Wonder what Detroit’s next big real estate trend is? According to experts, it’s micro-apartments.

Popular especially among young professionals moving into cities, these ultra-small apartments are a low-cost alternative to the climbing rent in more expensive cities.

According to the Detroit Free Press, two developers are responsible for spearheading the micro-apartment projects. They plan to build them in downtown Detroit, in addition to one in Kalamazoo.

Compared to normal-sized, one-bedroom apartments, micro-apartments are 20% to 30% lower in rent and are typically around 350 square feet. But despite their small size, these apartments still have full kitchens and bathrooms.

And while they are built for one person, roommates or couples who don’t mind sharing space utilize these micro-apartments also.

Considering the state of Millennial real estate statistics, it isn’t surprising that young people in cities are flocking to these micro-apartments. A recent survey showed that 50% of all Millennials rent their homes, a 13% increase from only five years prior.

Additionally, statistics show that the number of Millennial homeowners has decreased since 2010: 26% of all Millennials owned homes in 2015, compared to 35% in 2010.

But micro-apartments mean massive cost hikes for many conventional apartment rents in Detroit.

As development projects blossom in Detroit, landlords are raising rent anywhere between 3% and 10% in some neighborhoods.

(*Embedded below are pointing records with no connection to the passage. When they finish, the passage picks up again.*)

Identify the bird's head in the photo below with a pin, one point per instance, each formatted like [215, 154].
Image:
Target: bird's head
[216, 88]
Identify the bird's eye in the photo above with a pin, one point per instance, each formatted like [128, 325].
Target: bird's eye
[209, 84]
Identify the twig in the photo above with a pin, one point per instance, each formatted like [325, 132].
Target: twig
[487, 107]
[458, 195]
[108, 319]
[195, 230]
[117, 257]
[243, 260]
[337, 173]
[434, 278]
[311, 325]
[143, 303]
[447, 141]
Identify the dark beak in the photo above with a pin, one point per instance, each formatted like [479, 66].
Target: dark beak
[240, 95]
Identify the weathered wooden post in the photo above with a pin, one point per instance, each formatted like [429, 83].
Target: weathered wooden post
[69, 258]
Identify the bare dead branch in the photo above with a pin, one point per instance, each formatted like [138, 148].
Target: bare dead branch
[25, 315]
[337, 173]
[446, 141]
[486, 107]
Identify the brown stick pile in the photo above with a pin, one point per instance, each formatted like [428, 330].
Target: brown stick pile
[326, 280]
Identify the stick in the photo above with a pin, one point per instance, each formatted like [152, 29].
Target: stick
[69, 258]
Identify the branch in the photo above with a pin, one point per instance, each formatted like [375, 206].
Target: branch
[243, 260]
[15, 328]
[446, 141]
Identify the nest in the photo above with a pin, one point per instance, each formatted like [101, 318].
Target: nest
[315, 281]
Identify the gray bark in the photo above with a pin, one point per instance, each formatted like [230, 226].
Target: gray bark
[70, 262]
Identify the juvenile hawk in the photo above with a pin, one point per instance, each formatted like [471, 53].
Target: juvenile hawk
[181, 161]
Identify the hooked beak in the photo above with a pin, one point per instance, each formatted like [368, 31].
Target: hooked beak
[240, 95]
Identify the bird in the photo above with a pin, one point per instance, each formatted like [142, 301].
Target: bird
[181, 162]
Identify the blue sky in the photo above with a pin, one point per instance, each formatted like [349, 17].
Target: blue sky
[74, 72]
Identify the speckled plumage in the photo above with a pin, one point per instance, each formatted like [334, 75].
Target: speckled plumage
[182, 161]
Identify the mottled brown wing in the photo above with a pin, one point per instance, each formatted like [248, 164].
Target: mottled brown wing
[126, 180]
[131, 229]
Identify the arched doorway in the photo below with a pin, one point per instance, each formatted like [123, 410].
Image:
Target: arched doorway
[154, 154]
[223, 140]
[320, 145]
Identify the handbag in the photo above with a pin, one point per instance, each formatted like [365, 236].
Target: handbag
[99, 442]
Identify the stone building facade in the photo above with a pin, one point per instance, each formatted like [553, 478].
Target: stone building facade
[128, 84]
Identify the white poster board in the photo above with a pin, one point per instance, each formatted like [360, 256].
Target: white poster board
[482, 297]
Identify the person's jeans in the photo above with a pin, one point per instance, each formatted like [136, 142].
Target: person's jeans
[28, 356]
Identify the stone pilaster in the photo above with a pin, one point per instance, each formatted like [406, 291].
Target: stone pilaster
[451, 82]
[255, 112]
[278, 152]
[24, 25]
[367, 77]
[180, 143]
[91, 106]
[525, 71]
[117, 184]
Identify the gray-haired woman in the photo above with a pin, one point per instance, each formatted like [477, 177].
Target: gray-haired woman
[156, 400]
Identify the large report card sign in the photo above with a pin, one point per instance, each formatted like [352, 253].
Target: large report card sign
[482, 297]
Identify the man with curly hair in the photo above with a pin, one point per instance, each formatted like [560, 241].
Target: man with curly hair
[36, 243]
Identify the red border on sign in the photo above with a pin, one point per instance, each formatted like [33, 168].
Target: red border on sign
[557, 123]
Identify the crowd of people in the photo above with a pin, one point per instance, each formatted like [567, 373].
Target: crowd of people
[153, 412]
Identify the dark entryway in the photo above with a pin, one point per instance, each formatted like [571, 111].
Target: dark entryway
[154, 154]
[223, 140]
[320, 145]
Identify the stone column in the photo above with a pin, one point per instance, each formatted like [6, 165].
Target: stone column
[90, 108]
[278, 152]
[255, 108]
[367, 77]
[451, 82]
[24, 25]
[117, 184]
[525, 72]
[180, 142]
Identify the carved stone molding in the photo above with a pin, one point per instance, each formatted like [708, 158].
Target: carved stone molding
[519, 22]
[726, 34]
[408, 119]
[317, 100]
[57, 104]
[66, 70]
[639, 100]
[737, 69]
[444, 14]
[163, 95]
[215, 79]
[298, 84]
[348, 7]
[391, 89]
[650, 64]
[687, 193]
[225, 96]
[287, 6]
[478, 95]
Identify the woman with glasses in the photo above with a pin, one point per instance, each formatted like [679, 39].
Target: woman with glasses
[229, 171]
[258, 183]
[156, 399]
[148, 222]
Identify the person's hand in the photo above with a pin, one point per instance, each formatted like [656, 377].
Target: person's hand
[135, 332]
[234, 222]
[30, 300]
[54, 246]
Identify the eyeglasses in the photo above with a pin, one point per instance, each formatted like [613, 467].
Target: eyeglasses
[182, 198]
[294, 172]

Not everyone can afford these new rents, and these price hikes might boot long-time residents out of their apartments.

“The rents are going up to the point that many people now renting are converting over to ownership,” said Austin Black II, founder and president of City Living Detroit brokerage. “At $2 a square foot that is $2,000 a month for a 1,000-square-foot unit, and you can get a decent condo with that kind of money.”

This momentum is also carrying over to Detroit’s condo market, an industry that was once stalled during the recession.